With the clarity engendered by meditation , each of us can dispassionately observe the phenomenon of our self, and we may even distinguish several such selves, such as a top dog self which endeavours to control a self-indulgent bottom dog self. This observer (sometimes archly called The One Who Knows) enables us to observe the driven "small self" without being owned by it. It has been variously called Big Mind, the Big Self, or No-Self. We can explore the self with a two pronged kind of awareness. sensing when identification with self is strong (i.e. delusion) and when it is weak (i.e. Big Mind), and what each feels like. In Jack Kornfield's words: "The creation of self is a process that can be observed moment to moment. It arises when we identify with some part of our experience and call it "me" or "mine". We can see what it feels like when the identification with self is strong, when it is weak, and even when it is absent". A Self remains, but it is a No Self (Big Mind) in that in that it is no longer significantly driven by the Three Fires.

It is a valuable exercise to recall typical situations when you have a strong sense of your delusive, assertive (and vulnerable) self. How does it feel in the body? How do others respond? What would it feel like in that situation without that strong self-identification? For example, when you are criticised, or disparaged. How do you feel -- anxious, angry, upset - and how would it feel if you didn't identify? Contrariwise, recall other situations when clinging to your selfhood is mild or even absent. How does it feel? How is it when your response is relaxed easy, and even playful?

But resist any temptation to try to define No-self, to solidify it or attach to it. This is the customary threat of spiritual materialism ("Talk Four").

On a highly disciplined and silent retreat the delusive self is restricted in its self-affirming freedoms: the schedule supplants choice of this or that; mindfulness supplants day dreaming, and so on. In place of the customary agitated this-versus-that state of mind, there is, much more than usual, simply the mind of bare awareness. Such a retreat therefore offers a unique opportunity. Awareness of the self can substantially take the place of our usual identification with it. Other potentially fruitful situations are when the self's laboriously created fortifications are seriously breeched, so that it is unable to manifest itself as previously, as with physical disablement, or loss of prestige when unemployed, or the formidable combination of these disablements associated with old age.

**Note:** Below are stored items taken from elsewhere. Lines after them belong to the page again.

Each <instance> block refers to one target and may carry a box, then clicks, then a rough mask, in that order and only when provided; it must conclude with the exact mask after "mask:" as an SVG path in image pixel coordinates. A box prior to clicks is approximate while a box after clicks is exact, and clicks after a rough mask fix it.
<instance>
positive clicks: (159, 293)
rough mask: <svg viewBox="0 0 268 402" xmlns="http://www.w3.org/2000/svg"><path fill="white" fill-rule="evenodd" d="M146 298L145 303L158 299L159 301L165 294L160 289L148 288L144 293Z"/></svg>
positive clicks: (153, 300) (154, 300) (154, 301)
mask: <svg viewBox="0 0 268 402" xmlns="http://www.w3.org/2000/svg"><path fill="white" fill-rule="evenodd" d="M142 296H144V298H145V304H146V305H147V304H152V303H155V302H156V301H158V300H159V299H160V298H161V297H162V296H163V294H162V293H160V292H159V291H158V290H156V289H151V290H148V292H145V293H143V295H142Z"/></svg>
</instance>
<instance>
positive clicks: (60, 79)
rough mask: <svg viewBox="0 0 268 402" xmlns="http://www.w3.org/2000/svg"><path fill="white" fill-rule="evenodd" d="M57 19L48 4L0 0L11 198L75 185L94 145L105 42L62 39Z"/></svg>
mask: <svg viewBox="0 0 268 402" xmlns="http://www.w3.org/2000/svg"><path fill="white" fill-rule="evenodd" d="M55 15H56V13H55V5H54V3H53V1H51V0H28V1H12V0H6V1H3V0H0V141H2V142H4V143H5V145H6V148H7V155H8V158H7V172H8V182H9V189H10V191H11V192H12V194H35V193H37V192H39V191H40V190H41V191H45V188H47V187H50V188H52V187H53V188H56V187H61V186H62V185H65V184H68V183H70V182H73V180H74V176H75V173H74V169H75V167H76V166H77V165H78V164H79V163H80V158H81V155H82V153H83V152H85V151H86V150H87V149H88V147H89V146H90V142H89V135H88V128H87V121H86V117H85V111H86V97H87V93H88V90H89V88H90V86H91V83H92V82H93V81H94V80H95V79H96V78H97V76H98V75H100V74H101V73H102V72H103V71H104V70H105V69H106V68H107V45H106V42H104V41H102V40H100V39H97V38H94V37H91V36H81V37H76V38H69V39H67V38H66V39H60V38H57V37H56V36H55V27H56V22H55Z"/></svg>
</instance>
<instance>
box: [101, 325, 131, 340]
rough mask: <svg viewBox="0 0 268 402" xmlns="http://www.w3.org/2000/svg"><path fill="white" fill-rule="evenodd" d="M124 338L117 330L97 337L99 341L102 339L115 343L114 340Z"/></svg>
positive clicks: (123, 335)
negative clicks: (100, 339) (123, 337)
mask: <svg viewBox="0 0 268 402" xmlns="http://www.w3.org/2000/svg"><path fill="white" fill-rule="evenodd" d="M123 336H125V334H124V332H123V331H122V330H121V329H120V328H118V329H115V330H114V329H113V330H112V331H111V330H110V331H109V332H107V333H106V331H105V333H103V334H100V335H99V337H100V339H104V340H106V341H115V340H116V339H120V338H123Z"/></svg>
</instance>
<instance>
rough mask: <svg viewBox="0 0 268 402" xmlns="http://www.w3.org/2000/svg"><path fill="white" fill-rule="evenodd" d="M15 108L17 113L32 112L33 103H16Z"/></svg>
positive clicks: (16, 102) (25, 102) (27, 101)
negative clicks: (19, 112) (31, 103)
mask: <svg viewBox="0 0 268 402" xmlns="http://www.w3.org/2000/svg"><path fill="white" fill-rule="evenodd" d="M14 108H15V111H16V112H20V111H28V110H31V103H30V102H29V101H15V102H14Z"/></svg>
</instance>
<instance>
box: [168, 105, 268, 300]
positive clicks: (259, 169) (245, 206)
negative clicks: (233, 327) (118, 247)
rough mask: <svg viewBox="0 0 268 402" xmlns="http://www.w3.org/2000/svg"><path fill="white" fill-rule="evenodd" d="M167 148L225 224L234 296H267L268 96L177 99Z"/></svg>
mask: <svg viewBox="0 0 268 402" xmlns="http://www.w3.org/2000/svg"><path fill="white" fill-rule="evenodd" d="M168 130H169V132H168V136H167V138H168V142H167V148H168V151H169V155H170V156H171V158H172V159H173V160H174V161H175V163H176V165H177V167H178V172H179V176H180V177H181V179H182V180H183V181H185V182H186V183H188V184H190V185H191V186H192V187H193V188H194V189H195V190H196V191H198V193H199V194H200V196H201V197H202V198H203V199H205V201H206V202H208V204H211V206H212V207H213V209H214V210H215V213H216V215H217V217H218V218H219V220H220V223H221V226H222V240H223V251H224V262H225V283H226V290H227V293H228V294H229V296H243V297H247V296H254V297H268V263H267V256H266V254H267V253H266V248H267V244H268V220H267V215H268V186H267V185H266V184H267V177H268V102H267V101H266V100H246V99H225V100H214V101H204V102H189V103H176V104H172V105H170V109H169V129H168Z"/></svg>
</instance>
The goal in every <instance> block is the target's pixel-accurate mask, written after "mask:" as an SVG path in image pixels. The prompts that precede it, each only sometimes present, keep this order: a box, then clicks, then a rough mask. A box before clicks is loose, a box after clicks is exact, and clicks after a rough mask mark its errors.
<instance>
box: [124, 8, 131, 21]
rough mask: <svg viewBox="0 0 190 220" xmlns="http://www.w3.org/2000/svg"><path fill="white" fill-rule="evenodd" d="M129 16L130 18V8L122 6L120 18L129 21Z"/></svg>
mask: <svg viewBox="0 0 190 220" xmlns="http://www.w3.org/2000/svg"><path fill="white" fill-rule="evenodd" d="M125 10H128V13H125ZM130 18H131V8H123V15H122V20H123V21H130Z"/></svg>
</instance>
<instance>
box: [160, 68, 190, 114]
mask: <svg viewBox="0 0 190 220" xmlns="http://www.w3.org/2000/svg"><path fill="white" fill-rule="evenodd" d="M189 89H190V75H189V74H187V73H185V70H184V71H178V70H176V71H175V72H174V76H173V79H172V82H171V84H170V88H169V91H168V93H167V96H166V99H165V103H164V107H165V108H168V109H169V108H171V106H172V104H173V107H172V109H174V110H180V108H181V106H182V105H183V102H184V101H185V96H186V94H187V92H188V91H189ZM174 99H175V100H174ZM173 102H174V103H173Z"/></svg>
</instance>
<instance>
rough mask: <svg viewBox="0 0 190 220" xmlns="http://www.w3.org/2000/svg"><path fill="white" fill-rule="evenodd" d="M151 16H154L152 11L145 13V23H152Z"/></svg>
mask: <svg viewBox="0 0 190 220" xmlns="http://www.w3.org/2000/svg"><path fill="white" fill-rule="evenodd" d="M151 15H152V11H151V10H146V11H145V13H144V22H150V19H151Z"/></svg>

The foregoing kind of shift in awareness may be intensively experienced as Unity Consciousness --self-world unity, or "One Mind" experiences. This represents a radical reversal of small self's self-absorbed, acute-angled view of the world (and of itself), analogous to being turned right side up. As Dogen observed in his metaphor of the boat and the shore, we wake up to the realisation that it is the boat that is moving and not, as we had supposed, the shore.

This is a step in the direction of kensho, when "body and mind drop off". Here there is a unique sense of the absence of self - only experience remains. Examples from Chan Master John Crook: finding no-one looking at the face in the mirror; walking down a street and suddenly finding oneself (necessarily) "returning" when trying to cross in traffic; seeing a rare bird and discovering no one doing the seeing. (For more on "enlightenment" see my "Talk Two".)

Together with opening to suchness, a well practiced habit of observing (small) self without identifying with it can, in the context of emotional awareness and a meditation discipline, make for a life more easeful, less self -absorbed, more actively compassionate, and free of the underlying fear and anxiety which commonly haunts the human condition.